IFA Hill Committee Chairman Pat Dunne has said that the new Department of Agriculture arrangements put in place for planners to carry out GLAS commonage plans must be implemented flexibly and where problems arise the independent Commonage Implementation Committee (CIC) will have a critical role to play.
Following a meeting with the Department of Agriculture in Johnstown Castle, Pat Dunne said that where there is difficulty in adhering to the new guidelines and where a derogation is necessary the CIC will have an important role to play given the necessary latitude that is now in place.
It was pointed out to IFA at the meeting that 300 commonages where GLAS has already been applied for have not yet had a planner appointed to carry out the CMP. These 300 commonages will now be published and it is up to planners to tender to do these plans in consultation with farmers.
Pat Dunne said the extension of the date to complete CMPs beyond the end of October will have to be considered. It is important that no commonage is left behind in applying for GLAS.
Continuing, Pat Dunne said the current min/max figures have been proved to be flawed and a clear signal must be given to Planners that these can be changed. Achieving the minimum may be a difficulty for some farmers and latitude must be given so that all commonage farmers have an opportunity to join GLAS.

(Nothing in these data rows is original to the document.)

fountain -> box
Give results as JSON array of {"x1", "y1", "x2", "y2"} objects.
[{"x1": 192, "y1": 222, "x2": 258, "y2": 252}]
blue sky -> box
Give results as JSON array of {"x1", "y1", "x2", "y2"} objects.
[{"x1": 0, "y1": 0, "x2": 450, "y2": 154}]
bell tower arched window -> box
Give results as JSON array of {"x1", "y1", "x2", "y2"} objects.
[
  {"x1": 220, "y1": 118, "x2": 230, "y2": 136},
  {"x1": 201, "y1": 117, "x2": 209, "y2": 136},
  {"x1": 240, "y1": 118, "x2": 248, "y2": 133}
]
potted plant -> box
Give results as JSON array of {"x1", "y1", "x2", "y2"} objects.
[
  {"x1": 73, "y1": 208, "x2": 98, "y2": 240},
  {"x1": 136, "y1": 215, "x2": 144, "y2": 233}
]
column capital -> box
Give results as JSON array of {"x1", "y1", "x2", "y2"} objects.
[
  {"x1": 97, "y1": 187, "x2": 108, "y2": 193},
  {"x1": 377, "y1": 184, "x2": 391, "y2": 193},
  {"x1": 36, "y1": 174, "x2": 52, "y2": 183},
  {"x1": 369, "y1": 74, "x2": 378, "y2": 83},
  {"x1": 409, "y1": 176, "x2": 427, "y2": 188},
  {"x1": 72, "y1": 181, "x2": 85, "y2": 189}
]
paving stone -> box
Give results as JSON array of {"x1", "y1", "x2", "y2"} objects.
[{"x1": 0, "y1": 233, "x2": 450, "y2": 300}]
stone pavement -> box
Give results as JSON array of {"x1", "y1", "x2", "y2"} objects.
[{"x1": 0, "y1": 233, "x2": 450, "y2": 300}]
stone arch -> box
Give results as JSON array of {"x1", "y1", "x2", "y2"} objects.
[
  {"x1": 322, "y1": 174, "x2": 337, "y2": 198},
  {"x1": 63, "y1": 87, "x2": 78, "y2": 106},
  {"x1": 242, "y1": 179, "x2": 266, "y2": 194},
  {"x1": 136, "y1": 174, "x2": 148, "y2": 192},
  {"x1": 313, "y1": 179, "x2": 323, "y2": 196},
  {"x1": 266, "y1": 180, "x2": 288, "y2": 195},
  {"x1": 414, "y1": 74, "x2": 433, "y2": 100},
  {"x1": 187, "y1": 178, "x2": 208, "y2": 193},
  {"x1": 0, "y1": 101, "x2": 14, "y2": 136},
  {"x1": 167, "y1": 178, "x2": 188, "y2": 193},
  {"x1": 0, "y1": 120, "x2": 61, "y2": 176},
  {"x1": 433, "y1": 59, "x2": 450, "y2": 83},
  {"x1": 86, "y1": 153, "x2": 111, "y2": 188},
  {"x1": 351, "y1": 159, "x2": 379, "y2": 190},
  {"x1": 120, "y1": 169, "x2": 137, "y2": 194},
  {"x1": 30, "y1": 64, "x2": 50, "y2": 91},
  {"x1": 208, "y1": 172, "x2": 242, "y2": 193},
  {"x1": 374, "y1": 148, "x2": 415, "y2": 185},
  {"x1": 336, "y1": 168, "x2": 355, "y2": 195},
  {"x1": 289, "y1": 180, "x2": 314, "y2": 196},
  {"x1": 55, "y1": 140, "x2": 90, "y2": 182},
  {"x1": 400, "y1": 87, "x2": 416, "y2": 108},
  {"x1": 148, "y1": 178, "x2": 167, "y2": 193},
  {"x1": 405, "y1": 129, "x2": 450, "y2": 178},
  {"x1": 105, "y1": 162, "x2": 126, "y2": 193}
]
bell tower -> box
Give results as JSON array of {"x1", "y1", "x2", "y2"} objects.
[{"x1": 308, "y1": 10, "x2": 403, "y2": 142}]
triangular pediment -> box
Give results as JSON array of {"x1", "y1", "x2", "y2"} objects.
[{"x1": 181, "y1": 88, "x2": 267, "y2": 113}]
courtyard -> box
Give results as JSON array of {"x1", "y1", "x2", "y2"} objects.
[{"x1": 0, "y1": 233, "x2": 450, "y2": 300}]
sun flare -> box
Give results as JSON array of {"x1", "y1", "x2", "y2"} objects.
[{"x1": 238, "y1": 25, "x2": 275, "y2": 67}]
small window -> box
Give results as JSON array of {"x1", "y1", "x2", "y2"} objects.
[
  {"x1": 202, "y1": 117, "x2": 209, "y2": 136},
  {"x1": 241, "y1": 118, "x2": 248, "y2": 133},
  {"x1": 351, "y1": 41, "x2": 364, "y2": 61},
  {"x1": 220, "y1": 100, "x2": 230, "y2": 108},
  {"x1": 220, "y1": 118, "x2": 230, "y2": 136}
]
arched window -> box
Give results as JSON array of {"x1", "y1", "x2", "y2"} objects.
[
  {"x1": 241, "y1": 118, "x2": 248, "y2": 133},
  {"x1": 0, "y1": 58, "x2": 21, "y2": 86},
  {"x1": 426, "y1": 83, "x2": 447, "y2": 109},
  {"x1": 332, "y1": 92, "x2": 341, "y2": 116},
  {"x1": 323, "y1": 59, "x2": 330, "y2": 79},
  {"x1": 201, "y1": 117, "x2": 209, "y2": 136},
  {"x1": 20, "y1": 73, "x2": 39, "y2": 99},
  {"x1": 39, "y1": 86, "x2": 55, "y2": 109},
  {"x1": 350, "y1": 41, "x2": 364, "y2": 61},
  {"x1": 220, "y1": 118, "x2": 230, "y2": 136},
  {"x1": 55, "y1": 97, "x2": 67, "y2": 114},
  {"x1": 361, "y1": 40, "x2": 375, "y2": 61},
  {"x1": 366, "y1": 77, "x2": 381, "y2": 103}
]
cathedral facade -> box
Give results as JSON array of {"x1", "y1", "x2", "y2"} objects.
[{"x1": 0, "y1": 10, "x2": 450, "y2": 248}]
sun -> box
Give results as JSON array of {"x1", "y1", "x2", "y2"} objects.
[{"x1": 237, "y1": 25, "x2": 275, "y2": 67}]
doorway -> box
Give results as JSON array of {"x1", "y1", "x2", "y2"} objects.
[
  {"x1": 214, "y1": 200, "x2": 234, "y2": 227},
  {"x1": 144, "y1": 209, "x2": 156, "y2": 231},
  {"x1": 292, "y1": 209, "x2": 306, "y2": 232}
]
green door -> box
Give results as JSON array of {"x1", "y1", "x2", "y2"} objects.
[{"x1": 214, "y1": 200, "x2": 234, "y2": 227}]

With 4,000 commonage farmers already signed up to GLAS, it is now vitally important that Minister Coveney reopens the scheme without delay for all other commonage farmers who have priority entry to GLAS. The promised three-month payment at the end of 2015 must be delivered on for those who have already applied. The second phase of GLAS will allow for payment for the full year of 2016.
At the same meeting, Pat Dunne told the Department the early roll-out of the targeted Agri-environment scheme for upland areas must be a priority. €70m is allocated in the RDP and an indication of the timescale for this additional scheme to GLAS is anxiously awaited by hill farmers and other farmers with Natura land.